Starting in January 1840, New York was the only ship of the line between New Orleans and Galveston. In a letter from November 1840, Mary Austin Holley provided some descriptions and characterizations of New Yorks cabin, such as the "luxurious couch" that prompted her to "think of nothing but Cleopatra." The drapes were "blue satin and dimity" and the mahogany finishes were "polished like the finest pianos." The dining table featured engraved silverware and cutlery with ivory handles, and was illuminated by hand-painted lamps.

Morgan sold Columbia to Henry Windle, effectively creating a new competitor on the route. Neptune, owned by Captain Pennoyer, also competed for patronage on the route. New York continued running this route until being pulled back on 25 June 1841 due to diminished demand, but returned to service in the fall. This seasonal service pattern persisted for New York through 1845. In October 1845, agents advertised a $15 passenger ticket for cabin-class.

==Lost at sea==
On 5 September 1846, New York cast off from Galveston bound for New Orleans. The same evening, the ship sailed into a hurricane. The captain, John D. Phillips, tried to ride out the storm under anchor.
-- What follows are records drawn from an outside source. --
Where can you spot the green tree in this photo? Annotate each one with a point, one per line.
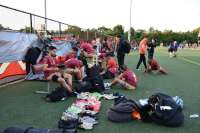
(118, 30)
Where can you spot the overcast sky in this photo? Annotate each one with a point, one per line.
(177, 15)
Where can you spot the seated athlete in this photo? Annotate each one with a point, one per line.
(127, 79)
(75, 67)
(111, 68)
(154, 66)
(52, 72)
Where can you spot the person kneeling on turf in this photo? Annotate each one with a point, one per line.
(127, 79)
(154, 66)
(52, 72)
(111, 68)
(75, 67)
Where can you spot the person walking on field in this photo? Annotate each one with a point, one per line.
(142, 52)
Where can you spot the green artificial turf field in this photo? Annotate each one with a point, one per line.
(20, 106)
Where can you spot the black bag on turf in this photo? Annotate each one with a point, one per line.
(122, 111)
(127, 47)
(165, 111)
(57, 95)
(94, 77)
(37, 130)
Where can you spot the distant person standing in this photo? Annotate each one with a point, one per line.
(150, 49)
(142, 52)
(120, 51)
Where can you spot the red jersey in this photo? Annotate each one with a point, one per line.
(51, 61)
(69, 56)
(112, 65)
(130, 77)
(73, 63)
(154, 64)
(87, 48)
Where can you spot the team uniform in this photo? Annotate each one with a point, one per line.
(112, 69)
(73, 63)
(51, 62)
(154, 64)
(130, 77)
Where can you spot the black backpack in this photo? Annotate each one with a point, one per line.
(127, 47)
(57, 95)
(165, 111)
(95, 79)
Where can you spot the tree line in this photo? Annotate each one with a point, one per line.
(164, 37)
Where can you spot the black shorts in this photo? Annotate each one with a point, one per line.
(108, 75)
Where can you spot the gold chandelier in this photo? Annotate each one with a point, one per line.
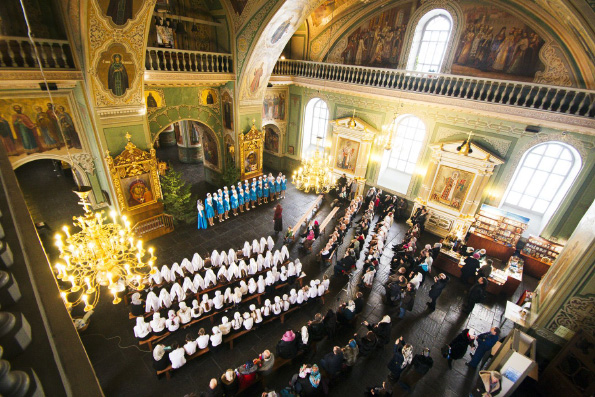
(101, 254)
(315, 173)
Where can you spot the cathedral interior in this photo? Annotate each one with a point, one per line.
(479, 113)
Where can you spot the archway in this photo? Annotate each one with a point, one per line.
(191, 147)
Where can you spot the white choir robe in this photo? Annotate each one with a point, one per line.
(223, 257)
(222, 273)
(164, 298)
(227, 295)
(202, 341)
(247, 249)
(231, 255)
(186, 264)
(176, 271)
(260, 261)
(188, 286)
(284, 253)
(197, 262)
(233, 270)
(261, 285)
(166, 274)
(177, 358)
(218, 300)
(215, 259)
(277, 258)
(190, 347)
(156, 278)
(198, 282)
(248, 321)
(176, 290)
(252, 286)
(152, 304)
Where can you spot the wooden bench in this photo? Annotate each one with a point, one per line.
(307, 215)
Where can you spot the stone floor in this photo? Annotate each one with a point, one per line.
(125, 369)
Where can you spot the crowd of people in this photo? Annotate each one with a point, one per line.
(239, 198)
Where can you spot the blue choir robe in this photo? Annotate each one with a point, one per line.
(259, 191)
(209, 209)
(202, 220)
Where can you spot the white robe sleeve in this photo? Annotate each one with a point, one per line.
(284, 253)
(198, 282)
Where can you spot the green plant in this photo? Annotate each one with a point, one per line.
(231, 175)
(177, 198)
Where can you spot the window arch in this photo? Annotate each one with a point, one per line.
(430, 40)
(398, 164)
(315, 124)
(540, 182)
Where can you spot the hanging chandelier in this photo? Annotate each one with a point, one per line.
(315, 174)
(388, 132)
(100, 255)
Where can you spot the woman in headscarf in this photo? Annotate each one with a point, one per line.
(278, 218)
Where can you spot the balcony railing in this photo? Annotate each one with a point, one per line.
(172, 60)
(566, 100)
(18, 52)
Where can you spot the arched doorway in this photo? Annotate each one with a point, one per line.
(192, 148)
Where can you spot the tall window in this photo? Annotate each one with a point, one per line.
(541, 181)
(315, 124)
(429, 42)
(398, 164)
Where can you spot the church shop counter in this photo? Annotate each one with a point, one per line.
(505, 279)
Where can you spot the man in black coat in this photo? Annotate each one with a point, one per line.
(332, 362)
(436, 290)
(477, 293)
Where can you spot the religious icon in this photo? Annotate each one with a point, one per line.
(139, 193)
(346, 157)
(117, 76)
(451, 186)
(280, 31)
(255, 84)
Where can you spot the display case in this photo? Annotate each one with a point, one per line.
(539, 254)
(501, 226)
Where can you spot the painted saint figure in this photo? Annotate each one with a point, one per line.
(117, 77)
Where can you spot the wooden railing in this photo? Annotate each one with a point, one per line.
(153, 227)
(565, 100)
(18, 52)
(172, 60)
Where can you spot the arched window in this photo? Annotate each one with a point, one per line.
(429, 42)
(398, 164)
(315, 124)
(541, 181)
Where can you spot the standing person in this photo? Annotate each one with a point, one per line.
(470, 268)
(457, 348)
(485, 342)
(407, 300)
(209, 211)
(420, 365)
(202, 220)
(278, 219)
(477, 293)
(436, 290)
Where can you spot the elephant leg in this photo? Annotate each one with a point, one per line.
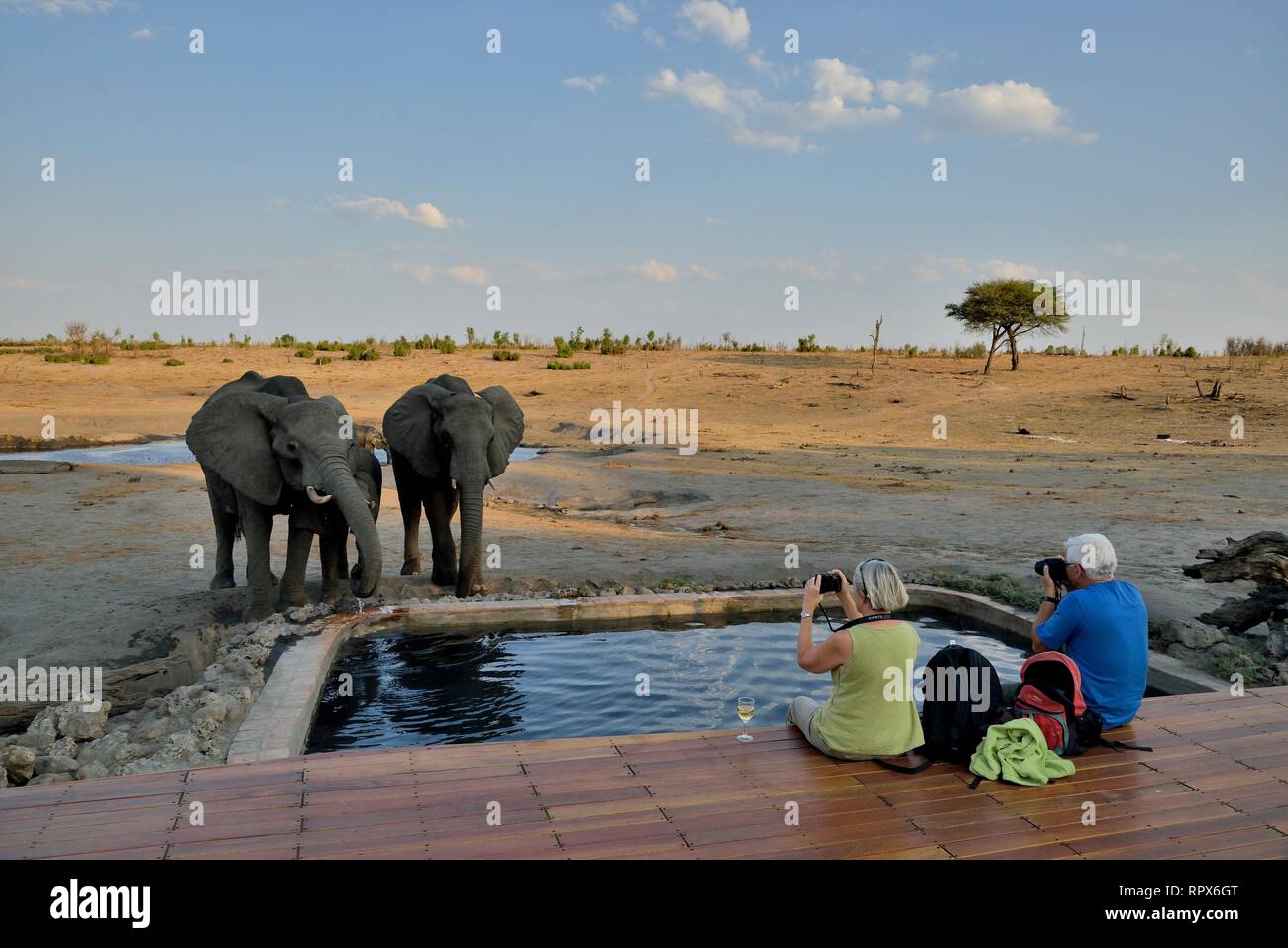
(408, 501)
(439, 506)
(226, 533)
(258, 528)
(299, 545)
(333, 572)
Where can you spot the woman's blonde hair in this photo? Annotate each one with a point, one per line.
(880, 582)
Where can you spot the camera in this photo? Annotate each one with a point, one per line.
(1057, 570)
(831, 582)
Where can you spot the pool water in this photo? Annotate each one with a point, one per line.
(165, 453)
(428, 687)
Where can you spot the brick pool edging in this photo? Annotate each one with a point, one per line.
(278, 723)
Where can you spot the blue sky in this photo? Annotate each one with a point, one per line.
(768, 168)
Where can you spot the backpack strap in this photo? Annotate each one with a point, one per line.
(1125, 746)
(905, 769)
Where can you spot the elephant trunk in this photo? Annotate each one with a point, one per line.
(469, 578)
(338, 480)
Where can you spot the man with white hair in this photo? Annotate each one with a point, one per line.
(1102, 625)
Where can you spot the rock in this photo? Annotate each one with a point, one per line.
(77, 721)
(90, 771)
(18, 762)
(1276, 643)
(55, 764)
(1189, 633)
(63, 747)
(42, 733)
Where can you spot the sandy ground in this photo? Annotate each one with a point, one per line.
(812, 450)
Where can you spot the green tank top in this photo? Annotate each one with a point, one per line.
(858, 719)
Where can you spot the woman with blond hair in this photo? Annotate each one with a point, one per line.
(861, 721)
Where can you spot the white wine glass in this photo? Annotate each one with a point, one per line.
(746, 708)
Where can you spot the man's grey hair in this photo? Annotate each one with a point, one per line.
(1094, 553)
(881, 584)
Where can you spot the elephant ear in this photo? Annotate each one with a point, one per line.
(507, 420)
(334, 403)
(452, 384)
(408, 429)
(232, 437)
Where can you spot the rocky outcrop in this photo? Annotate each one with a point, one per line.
(189, 727)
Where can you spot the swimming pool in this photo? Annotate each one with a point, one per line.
(403, 686)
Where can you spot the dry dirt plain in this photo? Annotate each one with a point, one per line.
(815, 450)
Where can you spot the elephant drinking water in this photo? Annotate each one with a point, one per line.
(446, 445)
(268, 449)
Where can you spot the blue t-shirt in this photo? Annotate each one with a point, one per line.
(1106, 630)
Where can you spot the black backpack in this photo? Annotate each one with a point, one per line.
(951, 719)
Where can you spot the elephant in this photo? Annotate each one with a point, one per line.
(446, 445)
(268, 449)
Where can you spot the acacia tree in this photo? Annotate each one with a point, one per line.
(1008, 309)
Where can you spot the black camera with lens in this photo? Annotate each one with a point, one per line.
(831, 582)
(1057, 570)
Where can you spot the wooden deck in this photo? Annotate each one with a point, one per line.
(1215, 788)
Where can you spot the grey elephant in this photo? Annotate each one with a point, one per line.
(267, 449)
(446, 445)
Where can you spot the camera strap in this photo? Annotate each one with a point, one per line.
(862, 620)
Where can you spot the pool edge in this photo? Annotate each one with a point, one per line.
(281, 717)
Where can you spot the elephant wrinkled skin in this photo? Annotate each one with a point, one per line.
(268, 449)
(446, 445)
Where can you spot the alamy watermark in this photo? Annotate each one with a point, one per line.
(1119, 298)
(677, 427)
(55, 685)
(179, 296)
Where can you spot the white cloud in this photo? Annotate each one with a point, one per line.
(836, 80)
(424, 273)
(585, 82)
(56, 7)
(768, 140)
(469, 274)
(658, 272)
(1005, 269)
(1005, 108)
(726, 24)
(376, 207)
(1260, 290)
(913, 91)
(1162, 260)
(621, 17)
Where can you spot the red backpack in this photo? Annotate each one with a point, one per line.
(1051, 694)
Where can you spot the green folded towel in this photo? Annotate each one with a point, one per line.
(1017, 751)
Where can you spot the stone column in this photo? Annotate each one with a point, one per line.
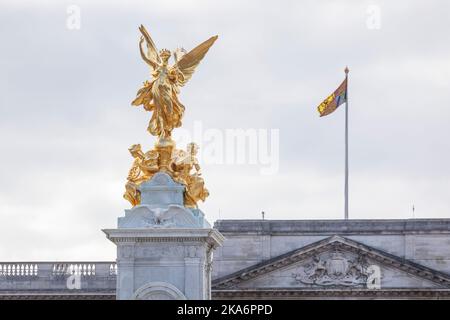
(163, 248)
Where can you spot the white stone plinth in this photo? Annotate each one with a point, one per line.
(164, 263)
(164, 250)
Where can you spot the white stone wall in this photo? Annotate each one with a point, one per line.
(424, 241)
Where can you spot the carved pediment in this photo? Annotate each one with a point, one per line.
(335, 262)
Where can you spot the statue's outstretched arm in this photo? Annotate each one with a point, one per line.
(144, 56)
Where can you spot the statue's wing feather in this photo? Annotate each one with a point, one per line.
(152, 51)
(189, 61)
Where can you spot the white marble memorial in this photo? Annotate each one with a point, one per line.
(164, 250)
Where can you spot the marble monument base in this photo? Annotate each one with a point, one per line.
(164, 263)
(164, 250)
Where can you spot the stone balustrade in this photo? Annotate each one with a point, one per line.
(46, 278)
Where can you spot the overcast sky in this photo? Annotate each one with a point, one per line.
(66, 121)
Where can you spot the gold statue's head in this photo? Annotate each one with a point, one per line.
(192, 148)
(135, 150)
(165, 55)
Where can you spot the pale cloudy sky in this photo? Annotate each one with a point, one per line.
(66, 121)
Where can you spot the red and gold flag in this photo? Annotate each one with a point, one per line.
(338, 97)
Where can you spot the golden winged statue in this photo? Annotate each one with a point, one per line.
(160, 95)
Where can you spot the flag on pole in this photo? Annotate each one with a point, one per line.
(334, 100)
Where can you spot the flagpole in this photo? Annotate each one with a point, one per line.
(346, 145)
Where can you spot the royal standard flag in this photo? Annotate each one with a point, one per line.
(334, 100)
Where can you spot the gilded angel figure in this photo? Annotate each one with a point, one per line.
(160, 95)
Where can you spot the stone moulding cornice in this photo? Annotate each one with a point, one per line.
(332, 293)
(331, 243)
(211, 236)
(332, 227)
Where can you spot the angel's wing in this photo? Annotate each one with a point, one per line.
(189, 61)
(152, 52)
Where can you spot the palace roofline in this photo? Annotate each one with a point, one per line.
(352, 226)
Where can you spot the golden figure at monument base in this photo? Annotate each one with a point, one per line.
(160, 96)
In the early hours of the 7th, strong winds pulled New York off its anchorage and out to sea. A few hours later the ship started leaking before heavy winds took the promenade deck away. Of the 53 people on board, 17 drowned and 36 held onto flotsam until they were rescued by the steamship Galveston. In addition to the loss of life, as much as $40,000 in precious metals and cash went down with the ship.

==Discovery of the wreck==
In 1990, an unnamed amateur diver from Louisiana found the wreck of the New York using a fish-finding sonar machine, a LORAN navigational device, and data gathered from a wide network of Gulf shrimpers. A team of divers found a large part of the hull and a few artifacts. These included an 1827 gold coin, two 1843 U.S. fifty-cent pieces, and a mortising machine from an 1836 patent. Archaeological dives sponsored by the Minerals Management Service (MMS) in 1997 and 1998 brought scientific expertise to bear on the site. The teams scanned the ocean floor with a magnetometer and mapped the wreckage. They discovered important engine parts, including the air pump, cam, condenser, and main piston cylinder. A paddlewheel shaft was deposited in the sand about 1500 ft away. There were enough engine parts for experts to identify this wreckage as that of the 1837 steamship New York.